When pressed on whether the average citizen would be able to afford a medicinal marijuana licence, Weir replied: “Frankly, I don’t know what the average man means; the average man cannot invest in Coca-Cola.”
Meanwhile, DePeiza argued this was not the only instance in which government appeared to be uncaring on the issue of marijuana. She also accused authorities of marginalising the Rastafarian community in the way it constructed the Sacramental Cannabis Bill tabled in Parliament late last year which allows marijuana use only in the precincts of their place of worship.
“Again, how that piece of legislation is scripted pits them directly against the church, directly against people who are in the illegal drugs trade, pits them directly against the code of society and they very rightly have rejected it,” DePeiza stressed as she backed The Ichirouganaim Council for the Advancement of Rastafari (ICAR)’s decision to blank the bill.
“It has no meaningful application in any event if you tell them that they have a constitutional right and then you seek to hide them off from everybody else. You are creating an ‘us against them’ situation once again. It makes them outcasts once again. We have to find ways to deal with difficult questions. Difficult questions must be faced head-on and I am not satisfied that we have gone in the right direction under this administration in terms of rectifying the wrongs,” the DLP leader said.
And, as the government prepares to distribute the marijuana cultivation licences, DePeiza, a long-time advocate for marijuana decriminalisation, has asked government to move more speedily to pardon those Rastafarians criminalised by the previous system.
She also warned that numerous young people have gravitated to a life of crime after convictions for possession of small quantities of cannabis has left them with blemishes on their criminal record.
“Unwittingly, we have set a significant portion of our young people outside of society.
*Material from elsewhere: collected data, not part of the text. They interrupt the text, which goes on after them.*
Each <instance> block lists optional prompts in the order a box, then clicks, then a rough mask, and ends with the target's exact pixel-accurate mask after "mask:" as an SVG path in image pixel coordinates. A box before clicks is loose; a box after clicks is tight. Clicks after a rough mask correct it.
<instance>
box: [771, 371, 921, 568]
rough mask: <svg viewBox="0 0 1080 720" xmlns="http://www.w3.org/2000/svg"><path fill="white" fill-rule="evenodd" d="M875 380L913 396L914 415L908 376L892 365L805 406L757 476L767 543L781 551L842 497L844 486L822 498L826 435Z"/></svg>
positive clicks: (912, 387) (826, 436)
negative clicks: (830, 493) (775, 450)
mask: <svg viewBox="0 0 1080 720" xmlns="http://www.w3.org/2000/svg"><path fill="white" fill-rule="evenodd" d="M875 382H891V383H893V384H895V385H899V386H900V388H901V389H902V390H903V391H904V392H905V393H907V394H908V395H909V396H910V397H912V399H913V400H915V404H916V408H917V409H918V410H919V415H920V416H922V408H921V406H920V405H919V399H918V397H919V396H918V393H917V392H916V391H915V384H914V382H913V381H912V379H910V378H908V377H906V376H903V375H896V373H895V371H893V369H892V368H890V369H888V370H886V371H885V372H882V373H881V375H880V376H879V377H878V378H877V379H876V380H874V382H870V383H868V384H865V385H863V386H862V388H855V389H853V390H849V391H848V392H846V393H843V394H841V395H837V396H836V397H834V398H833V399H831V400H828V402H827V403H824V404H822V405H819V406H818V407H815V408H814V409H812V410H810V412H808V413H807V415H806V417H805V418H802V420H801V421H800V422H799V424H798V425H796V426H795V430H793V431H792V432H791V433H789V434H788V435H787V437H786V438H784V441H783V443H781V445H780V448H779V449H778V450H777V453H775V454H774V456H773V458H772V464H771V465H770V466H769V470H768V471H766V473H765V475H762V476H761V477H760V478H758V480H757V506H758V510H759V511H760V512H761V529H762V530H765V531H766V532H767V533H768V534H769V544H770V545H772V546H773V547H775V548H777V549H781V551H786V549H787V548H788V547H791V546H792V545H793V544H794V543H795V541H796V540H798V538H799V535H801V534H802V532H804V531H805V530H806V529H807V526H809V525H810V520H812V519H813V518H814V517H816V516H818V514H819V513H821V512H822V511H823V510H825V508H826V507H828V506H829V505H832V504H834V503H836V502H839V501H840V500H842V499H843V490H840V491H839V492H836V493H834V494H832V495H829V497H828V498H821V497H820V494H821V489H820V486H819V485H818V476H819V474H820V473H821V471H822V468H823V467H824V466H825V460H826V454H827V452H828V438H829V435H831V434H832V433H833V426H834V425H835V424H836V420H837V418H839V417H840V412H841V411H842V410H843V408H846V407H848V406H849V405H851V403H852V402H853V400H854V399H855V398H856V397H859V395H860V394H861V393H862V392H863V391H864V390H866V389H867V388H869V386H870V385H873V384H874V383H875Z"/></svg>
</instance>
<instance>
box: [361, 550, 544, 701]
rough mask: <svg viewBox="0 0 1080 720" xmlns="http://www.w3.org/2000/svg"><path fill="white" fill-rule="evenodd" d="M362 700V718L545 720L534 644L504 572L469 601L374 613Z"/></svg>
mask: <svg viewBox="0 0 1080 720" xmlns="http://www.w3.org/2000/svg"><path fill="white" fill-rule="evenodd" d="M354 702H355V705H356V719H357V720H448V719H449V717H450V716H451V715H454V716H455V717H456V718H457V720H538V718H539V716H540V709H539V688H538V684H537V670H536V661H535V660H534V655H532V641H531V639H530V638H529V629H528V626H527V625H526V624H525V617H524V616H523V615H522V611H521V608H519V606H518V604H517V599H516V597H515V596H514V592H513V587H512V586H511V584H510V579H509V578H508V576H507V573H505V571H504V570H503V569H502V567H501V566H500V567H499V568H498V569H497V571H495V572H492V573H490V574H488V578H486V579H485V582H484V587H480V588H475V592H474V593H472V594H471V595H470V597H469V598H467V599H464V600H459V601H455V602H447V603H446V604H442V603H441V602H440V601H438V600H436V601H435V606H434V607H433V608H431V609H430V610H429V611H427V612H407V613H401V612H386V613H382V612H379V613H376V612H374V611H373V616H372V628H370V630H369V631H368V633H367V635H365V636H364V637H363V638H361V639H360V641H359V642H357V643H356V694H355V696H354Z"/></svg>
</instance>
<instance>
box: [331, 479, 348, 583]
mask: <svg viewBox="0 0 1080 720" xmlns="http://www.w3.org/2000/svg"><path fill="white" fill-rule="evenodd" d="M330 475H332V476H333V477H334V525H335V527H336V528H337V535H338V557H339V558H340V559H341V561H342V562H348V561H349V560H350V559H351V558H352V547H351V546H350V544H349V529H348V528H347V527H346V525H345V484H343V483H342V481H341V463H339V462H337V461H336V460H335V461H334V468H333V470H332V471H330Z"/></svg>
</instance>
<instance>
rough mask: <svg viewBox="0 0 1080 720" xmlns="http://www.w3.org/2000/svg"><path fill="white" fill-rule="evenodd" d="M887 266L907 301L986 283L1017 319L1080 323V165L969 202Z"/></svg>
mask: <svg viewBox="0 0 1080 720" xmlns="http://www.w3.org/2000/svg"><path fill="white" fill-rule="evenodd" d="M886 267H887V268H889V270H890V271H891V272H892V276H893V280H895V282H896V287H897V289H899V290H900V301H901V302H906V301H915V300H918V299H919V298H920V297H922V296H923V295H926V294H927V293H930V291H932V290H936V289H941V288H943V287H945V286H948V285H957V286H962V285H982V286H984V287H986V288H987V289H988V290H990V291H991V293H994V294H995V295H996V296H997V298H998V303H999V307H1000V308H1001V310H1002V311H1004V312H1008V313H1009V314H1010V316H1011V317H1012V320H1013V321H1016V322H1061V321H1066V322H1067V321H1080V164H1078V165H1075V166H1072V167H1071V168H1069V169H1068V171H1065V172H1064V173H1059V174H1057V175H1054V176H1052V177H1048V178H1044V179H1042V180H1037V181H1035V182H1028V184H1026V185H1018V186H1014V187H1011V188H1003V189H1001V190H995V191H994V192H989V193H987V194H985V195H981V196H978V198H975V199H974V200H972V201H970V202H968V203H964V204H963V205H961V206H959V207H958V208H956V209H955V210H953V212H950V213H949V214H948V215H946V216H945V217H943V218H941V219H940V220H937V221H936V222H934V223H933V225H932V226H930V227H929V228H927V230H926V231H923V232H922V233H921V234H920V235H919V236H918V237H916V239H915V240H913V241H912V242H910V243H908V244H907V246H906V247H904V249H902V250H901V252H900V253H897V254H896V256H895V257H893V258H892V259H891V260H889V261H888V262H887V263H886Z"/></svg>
Not just by the use, but by the fact that if they receive a conviction, they can no longer get a police certificate of character and cannot find meaningful employment on the right side of society. That immediately puts them at cross purposes with society. They are immediately out of contemplation for any legitimate job opportunities and that is one of the first paths to crime,” DePeiza contended
She added: “Because we have ostracised them for years, we know how it has impacted on the Rastafarian community. I have put my neck on the line since the 1990’s campaigning for the decriminalisation of marijuana precisely because I observed how it separated young people, not that only young people use, but they tend to be the ones who get caught.”